Sarma has written to the central government and the Chhattisgarh government earlier this month, highlighting that the proposed privatisation of the steel plant, for which land had been acquired in Bastar for a "public purpose project" is legally unsustainable.

“Land was acquired for the Nagarnar Steel Plant under the erstwhile Land Acquisition Act, 1894, which stipulated that the acquisition was exclusively for a “public purpose”, defined under that legislation as for a corporation wholly owned and controlled by the government. In view of it, that land cannot be transferred to a private company. Strictly, if the Nagarnar unit is sold to a private company, the land in question should revert to the state government and preferably be restored to the original tribal landholders. Indirectly, this will render the privatisation idea itself legally unsustainable. As per the disinvestment policy adopted by the National Democratic Alliance (NDA) government, non-core land of the unit, which includes the surplus land, will be “monetised” to private agencies, which as explained above is legally not permissible,” Sarma added.

A set of queries were emailed by this correspondent to the Department of Investment and Public Asset Management (DIPAM), which handles disinvestment matters for the union government, asking, amongst other things, what provisions have been put in place to ensure that land rights of tribals are not compromised in the process of privatisation of the steel plant. A question has also been asked as to what safeguards are being put in place to ensure that disadvantaged communities of the region mandatorily find employment in the project following its privatisation. 

The questionnaire has also been sent to cabinet minister Nirmala Sitharaman, who heads the Union Finance Ministry under which the DIPAM functions. No response had been received at the time that this article was published.

Local communities of the region have been waiting for several years to accrue the benefits of the steel plant, which is being established after the takeover of their lands. The central government is going ahead to invite preliminary bids for the strategic sale of the steel plant despite the Congress government of Chhattisgarh showing its willingness to buy the project. In December 2020, soon after the union government had given its in-principle approval to disinvest the project, the Chhattisgarh state legislative assembly had even unanimously adopted a resolution on the state’s willingness to buy the project in case the central government goes ahead with its disinvestment.

The disinvestment proposal is being pushed by the Modi government in the face of massive opposition by trade unions too.

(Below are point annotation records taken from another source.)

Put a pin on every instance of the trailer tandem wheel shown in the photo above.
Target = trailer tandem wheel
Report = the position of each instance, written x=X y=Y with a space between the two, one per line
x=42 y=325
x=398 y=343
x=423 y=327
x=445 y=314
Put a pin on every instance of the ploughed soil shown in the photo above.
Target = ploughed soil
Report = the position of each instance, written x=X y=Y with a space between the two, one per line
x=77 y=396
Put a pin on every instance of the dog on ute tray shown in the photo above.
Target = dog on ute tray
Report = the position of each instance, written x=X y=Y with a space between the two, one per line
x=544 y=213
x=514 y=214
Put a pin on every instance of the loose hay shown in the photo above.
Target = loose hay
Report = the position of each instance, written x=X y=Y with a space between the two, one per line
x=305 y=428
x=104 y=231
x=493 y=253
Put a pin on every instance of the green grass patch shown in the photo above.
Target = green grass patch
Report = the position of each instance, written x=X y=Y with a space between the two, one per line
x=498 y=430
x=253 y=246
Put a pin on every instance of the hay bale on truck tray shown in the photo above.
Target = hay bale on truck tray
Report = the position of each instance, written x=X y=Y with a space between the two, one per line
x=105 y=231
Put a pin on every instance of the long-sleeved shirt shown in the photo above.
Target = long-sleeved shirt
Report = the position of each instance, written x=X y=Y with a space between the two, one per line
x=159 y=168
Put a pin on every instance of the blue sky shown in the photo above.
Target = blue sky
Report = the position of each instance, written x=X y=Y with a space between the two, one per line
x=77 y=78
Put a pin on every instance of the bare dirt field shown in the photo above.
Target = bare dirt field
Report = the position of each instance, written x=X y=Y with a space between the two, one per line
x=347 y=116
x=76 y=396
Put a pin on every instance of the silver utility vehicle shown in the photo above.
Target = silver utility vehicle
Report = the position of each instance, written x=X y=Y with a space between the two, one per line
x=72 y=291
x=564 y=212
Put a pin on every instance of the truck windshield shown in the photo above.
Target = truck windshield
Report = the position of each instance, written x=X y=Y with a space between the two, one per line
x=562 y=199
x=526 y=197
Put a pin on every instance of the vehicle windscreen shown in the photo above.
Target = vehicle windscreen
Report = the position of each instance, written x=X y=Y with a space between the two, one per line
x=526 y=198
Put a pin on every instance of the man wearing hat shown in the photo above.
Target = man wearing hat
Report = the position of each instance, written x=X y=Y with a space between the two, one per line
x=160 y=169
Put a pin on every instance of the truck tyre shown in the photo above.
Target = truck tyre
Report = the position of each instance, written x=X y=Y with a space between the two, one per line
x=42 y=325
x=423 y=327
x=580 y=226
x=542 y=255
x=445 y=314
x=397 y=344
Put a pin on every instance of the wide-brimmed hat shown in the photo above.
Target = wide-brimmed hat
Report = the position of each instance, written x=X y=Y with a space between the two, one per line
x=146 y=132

In November last year, various trade unions had come together in New Delhi to hold a two-day protest demonstration on Parliament Street against the proposed privatisation of the steel plant.

“It goes to the credit of the Congress party that the Panchayati Raj system was extended to tribal areas through the enactment of legislation in the year 1996. But disinvestment of the Nagarnar Steel Plant is a classic case of how disadvantaged tribal communities in the country are being shortchanged of the rights granted to them through this legislation behind the façade of economic liberalisation,” Arvind Netam, a former Congress MP from the Kanker Lok Sabha constituency (now in Chhattisgarh) of undivided Madhya Pradesh.

Netam also alleged that the ruling dispensation is following a no-holds-barred policy of crony capitalism in which public sector units, which are assets of the public in the hands of the government, are being sold for no particular reason. “In this process, tribal communities are being dispossessed of their very basic rights over Jal (water), jungle (forests) and jameen (land). The ruling dispensation should seriously consider the long-term outcomes of applying this lopsided policy in a tribal area,” he added.

The writer is an independent journalist.